So what is God’s attitude toward us when we sin? Early in my Christian life I was taught that when I sin, my fellowship with God is broken at that moment. I lose, at least for a period of time, my intimacy and closeness with Him. It sounds reasonable enough, but I don’t think it reflects an accurate understanding of the gospel.
Jesus experienced on the cross the penalty for all of my sin–past, present and future. All of it. And part of that penalty involved Jesus experiencing alienation from God the Father. That’s why He cried out “My God, my God, why have you forsaken me?” God the Father was turning His face away from Jesus, so that He would never turn His face away from us. That’s why the gospel is such good news! His Spirit lives in us as a permanent resident. He never leaves us. He is always loving us, drawing us to Jesus.

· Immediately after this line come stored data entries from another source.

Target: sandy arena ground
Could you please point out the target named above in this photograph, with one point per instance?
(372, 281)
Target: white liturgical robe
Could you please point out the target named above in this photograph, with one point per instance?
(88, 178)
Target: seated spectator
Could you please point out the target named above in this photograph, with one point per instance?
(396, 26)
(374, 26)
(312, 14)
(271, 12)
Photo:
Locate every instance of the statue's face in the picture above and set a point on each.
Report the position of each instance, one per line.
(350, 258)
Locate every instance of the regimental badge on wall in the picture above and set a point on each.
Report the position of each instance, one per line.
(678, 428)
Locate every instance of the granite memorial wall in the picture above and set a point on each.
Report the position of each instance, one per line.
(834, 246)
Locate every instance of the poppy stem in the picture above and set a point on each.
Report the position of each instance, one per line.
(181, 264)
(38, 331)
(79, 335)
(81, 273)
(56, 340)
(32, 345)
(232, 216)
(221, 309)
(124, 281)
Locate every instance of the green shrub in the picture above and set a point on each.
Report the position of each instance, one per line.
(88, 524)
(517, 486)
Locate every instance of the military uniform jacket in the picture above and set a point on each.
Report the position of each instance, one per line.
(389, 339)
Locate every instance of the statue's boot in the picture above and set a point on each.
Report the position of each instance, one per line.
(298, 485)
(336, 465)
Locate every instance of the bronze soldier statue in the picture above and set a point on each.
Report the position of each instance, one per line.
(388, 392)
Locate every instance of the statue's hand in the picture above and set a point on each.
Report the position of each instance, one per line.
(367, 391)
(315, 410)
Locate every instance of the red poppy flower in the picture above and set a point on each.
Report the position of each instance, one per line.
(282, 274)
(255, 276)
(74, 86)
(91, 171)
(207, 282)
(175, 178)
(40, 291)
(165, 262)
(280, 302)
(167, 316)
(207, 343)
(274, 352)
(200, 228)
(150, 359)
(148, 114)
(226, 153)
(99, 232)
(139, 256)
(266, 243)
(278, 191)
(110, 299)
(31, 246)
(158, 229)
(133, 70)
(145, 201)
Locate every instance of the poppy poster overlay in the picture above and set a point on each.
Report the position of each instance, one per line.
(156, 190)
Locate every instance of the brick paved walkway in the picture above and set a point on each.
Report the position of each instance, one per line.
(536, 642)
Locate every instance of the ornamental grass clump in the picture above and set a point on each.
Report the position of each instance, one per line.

But, is God disappointed in us when we sin? My family was discussing this around the dinner table last Sunday after church. One of my sons made the comment that He knew God didn’t leave us when we sin, but he also felt that God was disappointed in us. While this also sounded reasonable, it didn’t seem accurate. As I thought about it, I realized why this word “disappointed” isn’t really accurate as it relates to God’s heart toward us when we sin. If a parent says to a child who disobeyed, “I’m really disappointed in you”, what they are really saying is, “This is all about me. You disappointed me. I had certain expectations and you didn’t meet them.”
I do not believe that is God’s heart toward us when we sin. The Bible says that our sin “grieves” the Spirit. That’s a very different picture. To grieve is to be sad about how our sin will negatively impact our lives. A parent can grieve a child’s choices, knowing the heartache and consequences that will result. That grieving is an expression of love. God grieves as we sin. He is saddened by the impact this will have in our lives–but that grieving is grounded in His love which is unchanging. To say that God is disappointed in us is to say that we didn’t meet His expectation, which is a direct affront to the gospel.
“Religion” is all about trying meet the expectations of a holy God. The gospel is about receiving from a holy God the free gift of forgiveness, love and the indwelling Spirit. God no doubt grieves the impact of our sinful choices, but He never, ever removes in any way His loving Presence. It is that Presence that has the power to transform us in the midst of the sin in our lives.